現代のネットからすれば当然の光景かもしれませんが、ソーシャルメディアがそれだけ「当たり前」のものとなったことの裏返しでもあるのでしょう。それゆえに、多種多様なサービスで溢れ返って、混乱している人も少なくないかと思います。
そこで、ソーシャルメディアに関する考え方として、いくつかの基準をまとめてみました。以下で説明するのは、武田隆さんの著書『ソーシャルメディア進化論』から引用した考え方となります。3年前の本ですが、現在でも参考になるものかと。
何を「拠りどころ」に繋がったコミュニティ?
ひとつめの基準は、そのソーシャルメディアが、何を「拠りどころ」としているか。
これは、そのメディア・サービスが、「現実生活」に準拠したものになっているか、または、「価値観」を重視して構成されたコミュニティとなっているか、という基準で区別しています。
「現実生活」と繋がる!
例えば、歴史の長いSNS、Facebookやmixiなどのサービスは、明らかに「現実生活」の繋がりを前提としています。Facebookはそもそもが実名登録制ですしね。
mixiに関しては、見知らぬ他人とも容易に繋がることのできるコミュニティではありますが、「オフ会」が頻繁に開催されていたことが記憶に残っている人もいらっしゃるのではないでしょうか。
つまり、きっかけはネットであるにしろ、その後、「現実生活」と繋がる、繋がりやすい文化圏があったと言えます。Facebookとは順序が逆ですが、そこには紛れもない「現実」が顔を覗かせていました。
最近のサービスですと、LINEがぴったり当てはまりますね。
自分の電話帳・連絡先に登録されている人同士で、閉じられた空間でやり取りをするアービス。他方、問題視されることもありますが、IDを教えあうことで見知らぬ他人と繋がることも可能です。
「価値観」で繋がる!
一方、「価値観」で繋がるサービスには、どのようなものがあるでしょうか。
これは、一般的に広く「ネットコミュニティ」と呼ばれているサービスの多くが当てはまります。
古くから続くサービスで言えば、2ちゃんねるに代表される掲示板や、オンラインゲームといったもの。2ちゃんねるには、様々なジャンルの掲示板があり、同じ「価値観」を持つ人と交流できますし、オンラインゲームは言うまでもなく、ゲーム好きの人が集まっている場所ですね。

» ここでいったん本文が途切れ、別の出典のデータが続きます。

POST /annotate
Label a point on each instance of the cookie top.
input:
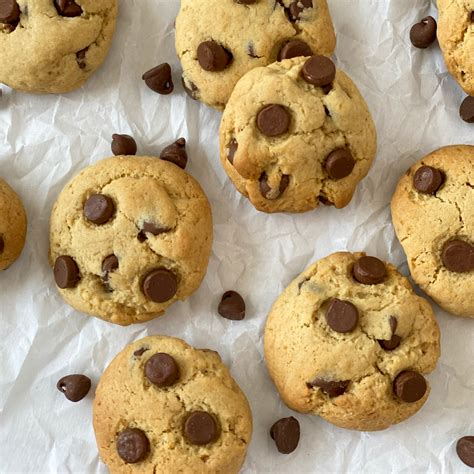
(456, 39)
(12, 225)
(296, 134)
(433, 216)
(349, 340)
(163, 406)
(53, 46)
(248, 34)
(129, 236)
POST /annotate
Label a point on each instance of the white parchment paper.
(46, 140)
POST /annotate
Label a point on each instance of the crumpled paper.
(46, 140)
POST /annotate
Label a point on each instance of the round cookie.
(130, 236)
(218, 41)
(433, 216)
(163, 406)
(12, 225)
(297, 134)
(349, 340)
(456, 39)
(53, 46)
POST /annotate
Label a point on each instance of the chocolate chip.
(98, 209)
(294, 49)
(9, 12)
(465, 450)
(296, 8)
(159, 79)
(160, 285)
(213, 57)
(339, 164)
(232, 306)
(273, 120)
(370, 271)
(75, 387)
(123, 145)
(176, 153)
(423, 34)
(200, 428)
(330, 388)
(410, 386)
(109, 264)
(162, 370)
(319, 71)
(272, 194)
(342, 316)
(233, 146)
(68, 8)
(458, 256)
(466, 111)
(427, 180)
(132, 445)
(286, 433)
(66, 272)
(394, 341)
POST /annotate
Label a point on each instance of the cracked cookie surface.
(351, 374)
(12, 225)
(289, 172)
(427, 223)
(456, 39)
(126, 399)
(129, 236)
(54, 46)
(248, 35)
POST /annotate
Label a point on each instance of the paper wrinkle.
(46, 140)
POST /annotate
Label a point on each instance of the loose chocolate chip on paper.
(410, 386)
(466, 111)
(286, 433)
(9, 12)
(423, 34)
(319, 71)
(200, 428)
(294, 49)
(68, 8)
(132, 445)
(66, 272)
(99, 208)
(213, 57)
(330, 388)
(465, 450)
(273, 120)
(458, 256)
(159, 79)
(123, 145)
(162, 370)
(232, 306)
(176, 153)
(339, 164)
(75, 387)
(342, 316)
(369, 271)
(160, 285)
(427, 180)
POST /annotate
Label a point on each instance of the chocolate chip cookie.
(12, 225)
(130, 236)
(433, 216)
(297, 134)
(219, 41)
(163, 406)
(456, 39)
(350, 341)
(53, 46)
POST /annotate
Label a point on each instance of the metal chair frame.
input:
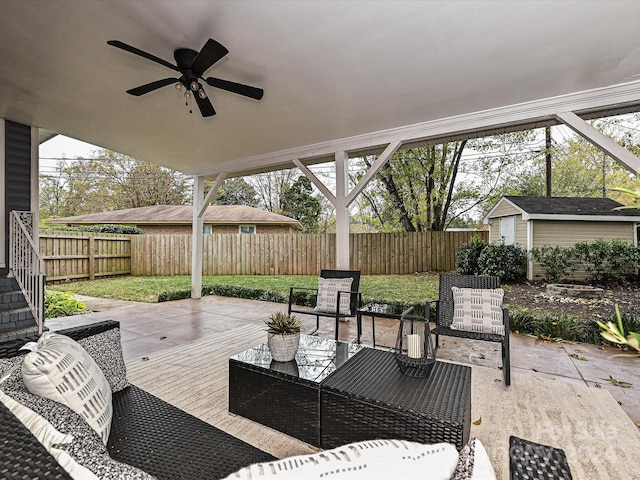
(444, 314)
(354, 303)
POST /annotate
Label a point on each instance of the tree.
(298, 202)
(110, 181)
(236, 191)
(580, 169)
(270, 187)
(426, 188)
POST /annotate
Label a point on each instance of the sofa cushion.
(48, 436)
(328, 289)
(478, 310)
(474, 463)
(363, 460)
(87, 448)
(106, 349)
(58, 368)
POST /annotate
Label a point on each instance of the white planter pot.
(283, 348)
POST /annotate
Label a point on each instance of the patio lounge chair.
(333, 301)
(444, 314)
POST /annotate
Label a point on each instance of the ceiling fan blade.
(211, 52)
(150, 87)
(233, 87)
(137, 51)
(205, 106)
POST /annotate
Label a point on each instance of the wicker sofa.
(150, 438)
(146, 432)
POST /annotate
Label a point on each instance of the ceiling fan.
(192, 65)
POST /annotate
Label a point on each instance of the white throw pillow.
(328, 289)
(478, 310)
(363, 460)
(59, 369)
(48, 436)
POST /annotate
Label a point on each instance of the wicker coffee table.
(337, 393)
(369, 398)
(286, 395)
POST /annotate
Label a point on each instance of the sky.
(60, 147)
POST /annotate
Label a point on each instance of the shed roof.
(568, 208)
(183, 214)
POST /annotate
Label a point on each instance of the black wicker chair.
(354, 303)
(535, 461)
(444, 314)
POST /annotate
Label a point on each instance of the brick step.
(31, 331)
(16, 319)
(8, 284)
(12, 300)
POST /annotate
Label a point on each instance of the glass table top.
(385, 309)
(317, 358)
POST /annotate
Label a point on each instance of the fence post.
(92, 257)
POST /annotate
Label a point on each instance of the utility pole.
(547, 134)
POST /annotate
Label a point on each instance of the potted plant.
(283, 336)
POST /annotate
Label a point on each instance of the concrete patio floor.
(150, 327)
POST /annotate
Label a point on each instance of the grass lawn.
(414, 288)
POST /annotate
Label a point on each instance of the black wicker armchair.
(354, 301)
(444, 314)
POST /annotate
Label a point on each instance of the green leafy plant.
(556, 262)
(467, 256)
(615, 333)
(281, 323)
(61, 304)
(505, 261)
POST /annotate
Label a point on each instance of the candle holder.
(414, 350)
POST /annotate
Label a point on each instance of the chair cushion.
(58, 368)
(106, 349)
(478, 310)
(363, 460)
(48, 436)
(328, 289)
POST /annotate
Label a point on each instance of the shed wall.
(568, 233)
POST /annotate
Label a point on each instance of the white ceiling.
(330, 69)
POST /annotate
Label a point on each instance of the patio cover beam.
(600, 140)
(343, 199)
(200, 204)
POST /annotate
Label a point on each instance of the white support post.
(375, 168)
(200, 204)
(196, 238)
(342, 211)
(35, 188)
(600, 140)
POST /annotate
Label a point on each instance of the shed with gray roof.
(564, 221)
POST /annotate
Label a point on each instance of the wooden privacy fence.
(84, 256)
(297, 254)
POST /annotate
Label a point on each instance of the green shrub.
(226, 291)
(61, 304)
(521, 320)
(556, 262)
(120, 229)
(609, 261)
(467, 256)
(505, 261)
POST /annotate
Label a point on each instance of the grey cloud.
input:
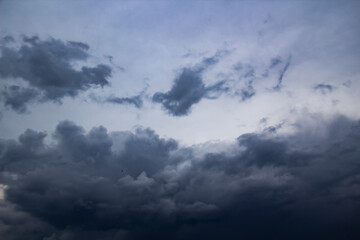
(135, 100)
(46, 66)
(279, 187)
(189, 88)
(7, 39)
(17, 97)
(278, 86)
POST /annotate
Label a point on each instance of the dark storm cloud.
(46, 66)
(324, 88)
(189, 88)
(136, 185)
(17, 97)
(7, 39)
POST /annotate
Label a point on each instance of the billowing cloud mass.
(125, 185)
(181, 120)
(188, 88)
(46, 67)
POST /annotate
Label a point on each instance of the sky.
(179, 119)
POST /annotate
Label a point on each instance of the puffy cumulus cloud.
(136, 185)
(189, 88)
(46, 66)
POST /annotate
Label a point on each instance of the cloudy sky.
(179, 120)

もう少し新しいサービスですと、グルメ好きの集まる食べログや、暇つぶしや笑い、あるいは感動などを求めて人の集まる、YouTube、ニコニコ動画といった動画サービスなど。他にも、様々なメディアが考えられます。
「価値観」で繋がるメディアは、基本的にウェブ上で完結する、刹那的な交流がメインとなります。もちろん、そこでリアルとの繋がりを求めるのであれば、先の「現実生活」に即したサービスで連絡を!という話になると考えられます。
その繋がりの場に「求めるもの」は何?
もうひとつの基準は、そのソーシャルメディアに対して、人々が何を求めて集まってきているか。その「求めるもの」の違いで区別したものです。
具体的には、「情報交換」と「関係構築」という、ふたつの区分。これは文字通り、情報を交換するために集まっているのか、新たな関係を構築するために立ち寄ったのか、という視点ですね。
「情報交換」を求めて
「情報交換」に特化したサービスは、普段から多くの方が利用していることでしょう。
既に挙げたサービスで言えば、2ちゃんねると食べログ。Twitterを情報収集に使っている人もいるでしょうし、mixi内のコミュニティ機能では、情報のやり取りがされていたような思い出もあります。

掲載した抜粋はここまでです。